Ambassador Gunnar V. Jarring, United Nations special envoy in the Middle East, will return here tomorrow for a further meeting with Foreign Minister Abba S. Eban. Dr. Jarring flew to Amman today for a conference with Jordanian officials and returned immediately to his Cyprus headquarters. He was in Jerusalem on Sunday for a meeting with Mr. Eban and at that time informed him that Jordan had refused to send a delegation to Cyprus for talks with the Israelis.
(In an editorial advising Israel that there had to be “advance acceptance by both sides of the sort of settlement that will emerge at the end of the process,” The Times of London said today that negotiations were not the first step towards peace. It said that Ambassador Jarring’s travels between Israel and the Arab capitals over the past three months “demonstrated that there is still no basis for a meaningful negotiation.”)
(The Times concluded that “the Israel Government, if it now abandons all hope of negotiating the sort of peace it wants, will have to decide for itself what to do about the million extra Arabs it now rules. The problems are enormous, possibly insuperable.
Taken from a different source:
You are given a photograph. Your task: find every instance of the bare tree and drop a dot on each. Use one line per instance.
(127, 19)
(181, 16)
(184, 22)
They can only be solved if Jordan’s position is taken into account.”
(The London Daily Telegraph warned today that any new major flare-up on the Jordanian-Israeli border is bound to increase pressure on King Hussein “who is unable to prevent” the activities of Arab commandos based in Jordan. The main source of military supplies for the Arab terrorists and their chief source of funds, the paper said, is Syria.)